In making the appointment, Energy and Emissions Reduction Minister Angus Taylor described Mr King as a “thought leader” with 40 years of experience in energy, finance, infrastructure and sustainability who had already contributed to the government’s emissions reductions policy.
The newly appointed chairman of the Climate Change Authority, Grant King.Credit:Philip Gostelow
Also appointed to the board were Susie Smith, chief executive of the Australian Industry Greenhouse Network, and banker John McGee.
Mr Taylor said, due to his industry and policy advisory experience Mr King was “perfectly suited” to the role.
Innes Willox, chief executive of industry organisation Ai Group, said the new appointees had deep experience in climate and energy policy, and a revitalised Climate Change Authority might provide an alternative to the body proposed in Ms Steggall’s climate bill.
“But neither will work unless the government listens, trusts and responds to the advice offered,” he said.
Independent MP Zali Steggall, whose climate change bill is before a parliamentary inquiry, said the appointment was evidence that the government “continues to only listen to vested interests in fossil fuels.”
Dan Goucher of the Australasian Centre for Corporate Responsibility said it was another example of the government “stacking” climate bodies with figures from fossil fuel industries.
“King is almost uniquely unsuited to any role at the CCA, much less its chairmanship,” he said.
“Under his leadership, Origin forcefully opposed credible climate policy.

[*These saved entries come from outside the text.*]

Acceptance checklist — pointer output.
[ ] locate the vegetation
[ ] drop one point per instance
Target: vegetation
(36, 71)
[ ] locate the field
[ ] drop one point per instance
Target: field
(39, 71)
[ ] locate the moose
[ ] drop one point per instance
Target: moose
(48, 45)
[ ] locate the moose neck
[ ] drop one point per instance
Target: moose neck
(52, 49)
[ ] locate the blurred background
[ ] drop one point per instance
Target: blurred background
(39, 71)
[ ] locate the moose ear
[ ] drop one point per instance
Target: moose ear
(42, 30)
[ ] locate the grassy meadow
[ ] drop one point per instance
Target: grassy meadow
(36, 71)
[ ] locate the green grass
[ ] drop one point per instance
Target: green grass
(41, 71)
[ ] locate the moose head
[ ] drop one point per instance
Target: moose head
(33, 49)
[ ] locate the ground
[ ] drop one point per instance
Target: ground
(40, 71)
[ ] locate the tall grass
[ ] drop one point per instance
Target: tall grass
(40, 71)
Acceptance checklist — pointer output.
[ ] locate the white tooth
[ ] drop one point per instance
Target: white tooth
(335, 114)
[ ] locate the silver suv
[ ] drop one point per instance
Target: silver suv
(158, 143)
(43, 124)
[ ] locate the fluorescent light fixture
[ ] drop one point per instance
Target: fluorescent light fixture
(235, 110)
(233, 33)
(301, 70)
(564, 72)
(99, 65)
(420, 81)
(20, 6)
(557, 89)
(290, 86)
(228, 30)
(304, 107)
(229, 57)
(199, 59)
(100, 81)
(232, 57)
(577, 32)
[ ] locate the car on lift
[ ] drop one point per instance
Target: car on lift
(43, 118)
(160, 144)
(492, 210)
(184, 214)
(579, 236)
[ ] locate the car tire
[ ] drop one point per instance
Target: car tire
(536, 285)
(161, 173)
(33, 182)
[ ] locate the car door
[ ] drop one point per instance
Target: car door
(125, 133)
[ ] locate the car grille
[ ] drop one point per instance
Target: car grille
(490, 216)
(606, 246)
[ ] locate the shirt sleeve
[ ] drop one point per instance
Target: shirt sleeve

During his tenure on their boards, the Business Council of Australia and the Australian Petroleum Production and Exploration Association (APPEA) campaigned to repeal the carbon tax, the only effective policy Australia has ever had to reduce emissions.”
The prominent marine biologist Professor Terry Hughes, known for his expertise on the Great Barrier Reef, said via Twitter that, “after trying but failing to abolish the authority when Tony Abbott was prime minister, the government had effectively achieved its goal by appointing representatives of the leading opponents of effective climate action.”
The Australia Institute’s Richie Merzian described the appointment as “grossly inappropriate”.
“As chief executive of Origin Energy Mr King was responsible for initiating Asia Pacific LNG, the largest Queensland coal seam gas LNG project which has resulted in well over 200 million tonnes of greenhouse gas emissions already, which will rise to well over one billion tonnes over the life of the project,” he said.
Mr King was the author of the so-called King Review, exploring sources of low-cost carbon emissions abatement.
John Connor, chief executive of The Carbon Market Institute, was less critical of the decision.
“These appointments mark the further resuscitation of an important independent institution, with the considerable carbon market and industry experience of Grant King and Susie Smith in particular,” he said.
“However, now the CCA is out of the emergency ward it needs to do the work needed of it in 2021, and join international best practice, which includes analysing and recommending policies for five-yearly carbon budgets in a transition plan towards net-zero emissions before 2050.”